[SPARK-40559] Add applyInArrow to pyspark.sql.GroupedData - ASF JIRA

XML

Word

Printable

JSON

Details

Type: New Feature
Status: Resolved
Priority: Major
Resolution: Fixed
Affects Version/s: 3.4.0
Fix Version/s: 4.0.0
Component/s: PySpark
Labels:
- pull-request-available

Description

PySpark allows to transform a DataFrame via Pandas and Arrow API:

def map_arrow(iter: Iterator[pyarrow.RecordBatch]) -> Iterator[pyarrow.RecordBatch]:
    return iter

def map_pandas(iter: Iterator[pandas.DataFrame]) -> Iterator[pandas.DataFrame]:
    return iter

df.mapInArrow(map_arrow, schema="...")
df.mapInPandas(map_pandas, schema="...")

A grouped DataFrame currently supports only the Pandas API:

def apply_pandas(df: pandas.DataFrame) -> pandas.DataFrame:
    return df

df.groupBy("id").applyInPandas(apply_pandas, schema="...")
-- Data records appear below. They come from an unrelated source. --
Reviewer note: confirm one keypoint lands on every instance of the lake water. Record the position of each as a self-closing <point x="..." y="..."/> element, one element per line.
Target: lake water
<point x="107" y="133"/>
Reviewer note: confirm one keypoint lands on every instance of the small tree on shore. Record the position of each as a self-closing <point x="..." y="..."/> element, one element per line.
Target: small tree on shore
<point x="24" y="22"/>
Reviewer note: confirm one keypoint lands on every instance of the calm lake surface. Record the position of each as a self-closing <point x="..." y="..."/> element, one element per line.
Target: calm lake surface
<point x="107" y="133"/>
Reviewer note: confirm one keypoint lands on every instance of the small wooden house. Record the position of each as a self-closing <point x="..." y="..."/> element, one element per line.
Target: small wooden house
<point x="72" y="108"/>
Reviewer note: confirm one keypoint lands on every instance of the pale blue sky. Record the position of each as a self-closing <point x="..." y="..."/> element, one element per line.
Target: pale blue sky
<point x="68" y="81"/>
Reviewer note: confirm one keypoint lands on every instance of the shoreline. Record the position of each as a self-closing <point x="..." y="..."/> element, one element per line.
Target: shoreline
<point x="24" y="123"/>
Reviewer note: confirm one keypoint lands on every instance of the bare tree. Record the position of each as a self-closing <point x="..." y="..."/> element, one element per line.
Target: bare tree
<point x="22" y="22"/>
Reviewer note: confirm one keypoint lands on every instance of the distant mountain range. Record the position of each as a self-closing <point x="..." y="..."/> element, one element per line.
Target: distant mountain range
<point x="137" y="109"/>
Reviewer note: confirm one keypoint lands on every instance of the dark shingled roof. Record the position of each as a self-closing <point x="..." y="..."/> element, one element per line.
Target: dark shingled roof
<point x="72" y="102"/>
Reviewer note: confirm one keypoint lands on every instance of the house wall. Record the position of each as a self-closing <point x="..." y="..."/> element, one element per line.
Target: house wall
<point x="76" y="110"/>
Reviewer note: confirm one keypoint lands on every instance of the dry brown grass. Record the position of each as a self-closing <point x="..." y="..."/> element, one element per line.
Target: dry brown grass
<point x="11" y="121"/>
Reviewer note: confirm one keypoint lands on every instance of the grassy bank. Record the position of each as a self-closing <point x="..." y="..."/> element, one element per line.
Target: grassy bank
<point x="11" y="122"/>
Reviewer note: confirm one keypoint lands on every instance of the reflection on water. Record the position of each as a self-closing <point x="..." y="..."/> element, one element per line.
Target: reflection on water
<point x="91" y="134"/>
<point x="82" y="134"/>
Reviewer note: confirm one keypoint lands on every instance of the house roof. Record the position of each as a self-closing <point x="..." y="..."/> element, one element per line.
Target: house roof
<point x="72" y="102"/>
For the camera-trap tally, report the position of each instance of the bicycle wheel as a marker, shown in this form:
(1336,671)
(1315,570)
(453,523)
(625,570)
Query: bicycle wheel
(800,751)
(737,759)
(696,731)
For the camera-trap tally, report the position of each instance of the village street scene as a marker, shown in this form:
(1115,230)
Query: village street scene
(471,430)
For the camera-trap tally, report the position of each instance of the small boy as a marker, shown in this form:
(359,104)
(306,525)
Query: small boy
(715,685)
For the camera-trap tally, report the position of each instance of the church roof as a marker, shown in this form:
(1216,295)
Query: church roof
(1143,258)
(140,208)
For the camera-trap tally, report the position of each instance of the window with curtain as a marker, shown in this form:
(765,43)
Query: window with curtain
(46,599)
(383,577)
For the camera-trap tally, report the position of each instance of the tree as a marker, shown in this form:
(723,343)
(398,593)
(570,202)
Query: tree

A similar method for the Arrow API would useful, especially given that Arrow is used by many other libraries.

An Arrow-based method allows to process the DataFrame with any Arrow-based API, e.g. Polars:

def apply_polars(df: polars.DataFrame) -> polars.DataFrame:
  return df

def apply_arrow(iter: Iterator[pyarrow.RecordBatch]) -> Iterator[pyarrow.RecordBatch]:
  for batch in iter:
    df = polars.from_arrow(pyarrow.Table.from_batches([batch]))
    for b in apply_polars(df).to_arrow().to_batches():
      yield b

df.groupBy("id").applyInArrow(apply_arrow, schema="...")